As soon as an issue like the NSA surveillance comes along (and by the way, it needs a name-BigDataGulp, perhaps?), we immediately start hearing charges of hypocrisy. When a Democratic administration does something normally associated with Republicans, we've come to expect everybody to give their partisan affiliations precedence over their prior substantive beliefs, and switch sides. So liberals should now be fervently defending the government's right to see who you called and read your emails, and conservatives should be decrying the expansion of the national security state. And most of all, everyone should be accusing everyone else of hypocrisy.
But weirdly enough, though there are some charges of hypocrisy, actual hypocrisy is in relatively short supply, outside of a few isolated cases here and there. I've spent the morning going around to websites of various political stripes, and amazingly, most commentators seem to be taking the same positions they did on this matter during the Bush years. Yeah, there are a few buffoonish conservatives like Michelle Malkin who will go on Fox News and say they're shocked, shocked, and what Barack Obama is doing is far worse than anything George W. Bush did, and there are some Democratic members of Congress defending the program (but they all voted for it when they supported the Patriot Act, don't forget). But on the whole what you're seeing are liberals and libertarians criticizing the NSA surveillance, just as they did when Bush was president, and conservatives sort-of defending it.

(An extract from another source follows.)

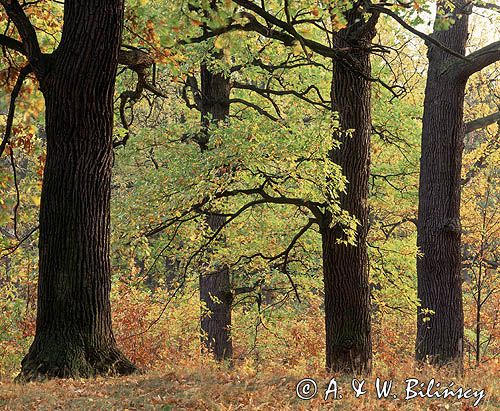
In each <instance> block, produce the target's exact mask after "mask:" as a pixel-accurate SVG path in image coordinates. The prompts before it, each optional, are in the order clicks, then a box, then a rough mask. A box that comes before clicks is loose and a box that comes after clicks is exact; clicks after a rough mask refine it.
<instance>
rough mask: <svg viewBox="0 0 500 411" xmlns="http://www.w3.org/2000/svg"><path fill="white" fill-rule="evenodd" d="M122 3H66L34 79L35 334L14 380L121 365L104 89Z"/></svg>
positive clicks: (82, 375) (109, 165) (92, 369)
mask: <svg viewBox="0 0 500 411" xmlns="http://www.w3.org/2000/svg"><path fill="white" fill-rule="evenodd" d="M122 19H123V2H122V1H121V0H116V1H111V0H108V1H96V0H92V1H86V2H80V1H74V2H66V5H65V14H64V29H63V35H62V40H61V44H60V46H59V48H58V49H57V51H56V52H55V53H54V54H53V55H52V56H51V57H50V60H49V62H48V63H49V66H47V70H46V73H47V75H46V76H45V77H44V78H43V79H40V83H41V86H42V91H43V94H44V97H45V103H46V131H47V160H46V165H45V171H44V176H43V186H42V197H41V206H40V240H39V256H40V263H39V264H40V267H39V270H40V271H39V279H38V311H37V321H36V335H35V339H34V341H33V344H32V345H31V347H30V349H29V352H28V354H27V355H26V357H25V358H24V359H23V361H22V371H21V374H20V376H19V379H20V380H25V381H26V380H34V379H44V378H52V377H62V378H66V377H89V376H93V375H96V374H109V373H111V374H115V373H118V374H127V373H131V372H133V371H134V370H135V367H134V365H133V364H132V363H130V362H129V361H128V360H127V359H126V358H125V357H124V356H123V355H122V354H121V352H120V351H119V350H118V349H117V347H116V343H115V339H114V336H113V332H112V328H111V308H110V300H109V293H110V286H111V280H110V260H109V251H110V246H109V242H110V192H111V190H110V187H111V167H112V163H113V152H112V130H113V92H114V83H115V75H116V69H117V60H118V49H119V45H120V37H121V27H122Z"/></svg>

The whole thing is leaving some people unsure of what to say. For instance, on the Weekly Standard's website, I could only find one tiny blog post about the issue, and that post was nothing more than an excerpt from a press release from the Director of National Intelligence, offered without comment. National Review is paying more attention (see here or here), but in a remarkably restrained tone. Even Jonah Goldberg takes a break from berating liberal fascists to say, "Is this bad policy? Just because Obama might be a hypocrite for employing the tactics he decried when his predecessor used them, it doesn't mean he's wrong." The Wall Street Journal editorial page, never one to pass up an opportunity to criticize Democrats, defends the surveillance: "Amid many real abuses of power, the political temptation will be to tie data-mining into a narrative about a government out of control. Such opportunism can only weaken our counterterror defenses and endanger the country."

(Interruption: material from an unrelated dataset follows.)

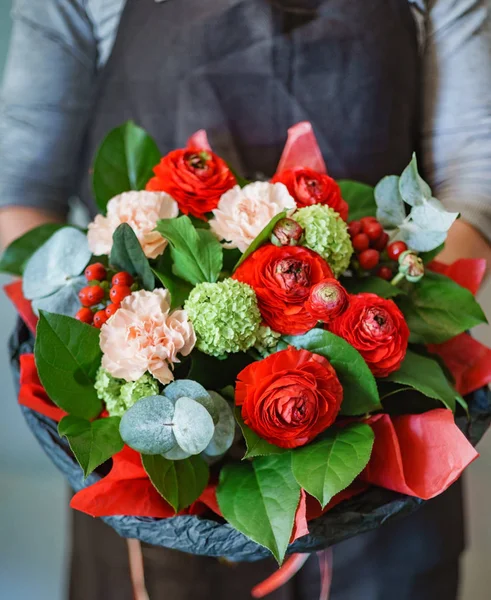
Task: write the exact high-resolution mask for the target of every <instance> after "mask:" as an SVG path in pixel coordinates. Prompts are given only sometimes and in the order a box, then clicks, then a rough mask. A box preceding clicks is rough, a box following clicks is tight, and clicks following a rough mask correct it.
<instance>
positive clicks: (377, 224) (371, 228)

So some conservatives, at least, are not being hypocritical at all. They applauded the expansion of the security state when it was initiated by George W. Bush, and they're comfortable with it as it is continued under Barack Obama. It's fine to remind everyone that these are the same people who described a requirement to carry health insurance as the coming of Stalinist totalitarianism, but that doesn't make them hypocrites, it just means they have a particular conception of what freedom is, whether you happen to agree with that conception or not.

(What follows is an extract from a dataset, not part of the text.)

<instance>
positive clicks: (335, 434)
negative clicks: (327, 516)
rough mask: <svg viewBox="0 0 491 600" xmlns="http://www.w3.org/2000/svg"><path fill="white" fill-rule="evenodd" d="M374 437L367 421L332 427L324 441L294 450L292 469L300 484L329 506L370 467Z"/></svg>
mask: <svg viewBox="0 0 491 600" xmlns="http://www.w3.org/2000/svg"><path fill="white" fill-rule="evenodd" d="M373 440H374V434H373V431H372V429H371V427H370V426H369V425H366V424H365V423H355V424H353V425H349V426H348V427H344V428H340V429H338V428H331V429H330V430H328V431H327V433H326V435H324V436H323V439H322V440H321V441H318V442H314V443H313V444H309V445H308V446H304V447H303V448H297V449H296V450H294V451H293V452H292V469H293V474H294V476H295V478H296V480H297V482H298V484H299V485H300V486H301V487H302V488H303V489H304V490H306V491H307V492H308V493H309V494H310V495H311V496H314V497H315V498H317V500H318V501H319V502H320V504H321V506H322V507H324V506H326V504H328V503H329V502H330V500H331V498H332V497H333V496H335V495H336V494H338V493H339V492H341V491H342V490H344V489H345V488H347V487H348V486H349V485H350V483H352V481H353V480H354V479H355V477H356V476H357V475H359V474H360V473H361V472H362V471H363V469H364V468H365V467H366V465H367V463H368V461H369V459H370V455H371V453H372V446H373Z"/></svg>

And liberals who support President Obama most of the time are hardly being restrained in their criticism. The New York Times editorial page is positively thunderous on the topic ("The administration has now lost all credibility on this issue"). The Washington Post's Eugene Robinson warns of the end of privacy. In fact, though I certainly haven't read everything, I haven't come across a liberal blog anywhere defending the policy.
Imagine that, a debate where most everyone is being intellectually consistent!